The research tells us that birth parents really welcome concurrency planning and that prospective adopters really value this approach too. They value the chance to get to know the birth parents. That relationship allows them to carry the story of the child, so that when the child is older, they are able to say: 'I knew your mum, and she said she cared about you', which is a gap we often see at the moment.
And it reduces to zero the number of placement moves the child experiences; from day one the child is building the attachment relationship with potential adopters.
There are knock-on effects, too, according to research in England. Even where parents haven’t had their children returned to their care, they want children to remain with the concurrency carers because they know them and have had the chance to build a positive relationship with them.

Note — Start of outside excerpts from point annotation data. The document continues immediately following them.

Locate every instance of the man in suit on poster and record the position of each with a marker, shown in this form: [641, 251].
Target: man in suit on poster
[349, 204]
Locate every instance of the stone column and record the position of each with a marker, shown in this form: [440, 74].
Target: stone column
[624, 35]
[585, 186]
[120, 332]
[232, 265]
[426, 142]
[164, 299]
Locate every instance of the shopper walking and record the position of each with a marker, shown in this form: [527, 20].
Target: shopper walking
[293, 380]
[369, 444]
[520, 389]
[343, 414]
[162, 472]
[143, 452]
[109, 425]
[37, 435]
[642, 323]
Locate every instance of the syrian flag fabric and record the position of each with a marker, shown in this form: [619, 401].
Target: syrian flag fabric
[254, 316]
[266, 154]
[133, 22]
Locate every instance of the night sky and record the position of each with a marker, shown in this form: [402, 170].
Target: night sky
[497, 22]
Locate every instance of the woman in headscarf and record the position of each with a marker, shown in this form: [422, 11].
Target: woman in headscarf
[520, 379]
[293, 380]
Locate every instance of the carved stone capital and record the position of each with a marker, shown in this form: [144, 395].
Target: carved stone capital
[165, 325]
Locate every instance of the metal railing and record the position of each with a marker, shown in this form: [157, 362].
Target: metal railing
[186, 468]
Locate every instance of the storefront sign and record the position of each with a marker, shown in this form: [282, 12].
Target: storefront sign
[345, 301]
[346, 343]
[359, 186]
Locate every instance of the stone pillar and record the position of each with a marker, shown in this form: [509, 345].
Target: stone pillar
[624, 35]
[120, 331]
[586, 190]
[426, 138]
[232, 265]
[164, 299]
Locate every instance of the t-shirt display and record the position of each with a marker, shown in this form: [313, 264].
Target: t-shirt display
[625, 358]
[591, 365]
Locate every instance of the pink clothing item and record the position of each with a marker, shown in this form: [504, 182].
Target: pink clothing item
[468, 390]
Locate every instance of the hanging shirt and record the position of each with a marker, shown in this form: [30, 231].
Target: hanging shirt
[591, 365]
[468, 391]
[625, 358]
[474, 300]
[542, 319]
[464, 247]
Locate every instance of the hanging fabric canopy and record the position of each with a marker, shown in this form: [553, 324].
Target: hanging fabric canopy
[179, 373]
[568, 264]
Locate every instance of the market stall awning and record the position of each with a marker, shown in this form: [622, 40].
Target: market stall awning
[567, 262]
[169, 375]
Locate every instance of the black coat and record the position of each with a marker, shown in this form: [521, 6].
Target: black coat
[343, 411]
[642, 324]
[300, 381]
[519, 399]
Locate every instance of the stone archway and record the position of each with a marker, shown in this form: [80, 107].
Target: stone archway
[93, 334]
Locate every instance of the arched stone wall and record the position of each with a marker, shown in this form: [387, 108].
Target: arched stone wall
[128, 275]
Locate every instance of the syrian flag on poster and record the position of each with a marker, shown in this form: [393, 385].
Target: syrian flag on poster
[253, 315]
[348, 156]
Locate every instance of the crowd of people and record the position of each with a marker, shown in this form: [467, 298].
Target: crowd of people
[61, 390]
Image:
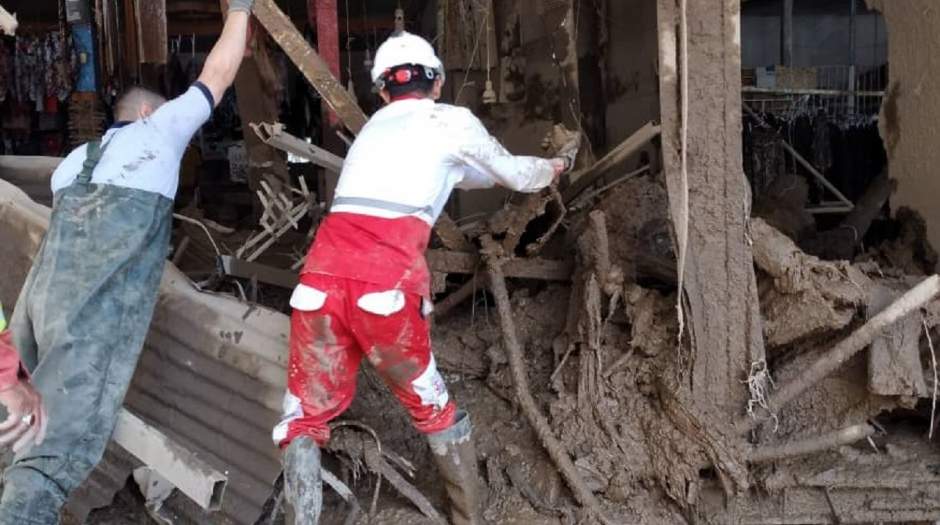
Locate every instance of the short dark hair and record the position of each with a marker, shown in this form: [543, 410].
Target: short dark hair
[128, 104]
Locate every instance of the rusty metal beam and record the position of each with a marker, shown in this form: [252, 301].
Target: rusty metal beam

The birth parents also often go on to have fewer children, because in the period of time-limited intensive assessment, they receive effective support to deal with their trauma and to look at their own parenting issues.
What are the obstacles?
I am working hard to promote the model, and there is clear evidence that it can be hugely beneficial, but only one local authority in Scotland has bought into it completely so far. This local authority is hoping to secure its first formal concurrency placement soon. Others have focused on rapid assessments of birth parents or finding dual-role adopters/fosterers, but not taken on the model in its entirety. So what are the obstacles to concurrency planning?
There is the idea, not supported by research, that people think you are in some way pre-empting the decision of the court by placing children with people who want to adopt them - that it’s almost a foregone conclusion.
But in fact, the opposite is true, because it’s an incredibly transparent process. Birth parents have to agree to it, and because the focus is actually on getting children home, they can see that it is absolutely not a foregone conclusion.
There’s also the potential problem that social work staff don’t want to upset pregnant women by having that difficult conversation about the process of adoption if children don’t return to their care. However, this has to be done to ensure the best long-term outcomes for children.
People who recruit carers often don’t believe that there are people out there who really want to adopt a baby, but would also be prepared to support their return back to their birth parents’ care. But research says that’s not a problem. We have a third-sector adoption agency on the east coast that is now doing concurrency planning and it doesn’t have a problem recruiting prospective concurrency carers. The main ingredient for success is a belief in concurrency planning, and the recognition of the benefits for children.
The time-limited assessment is key
If the assessment fails, it will derail concurrency planning. The opportunity for concurrent carers to have a baby placed with them and, if they are adopted, for them to adopted within a year is very attractive because it means there is no long drawn-out court process threatening to disrupt the placement, as there can be even in conventional adoption.
And of course, one argument that can help persuade local authorities to try concurrency planning is that reducing the number of children who are looked after and accommodated over the longer term, as concurrency planning does, actually costs less.
Next steps? It’s about trying to create a guiding coalition of senior leaders who get it and are willing to buy into it: It’s a lot of work - and system change within big local authorities is hard - but it’s worth it.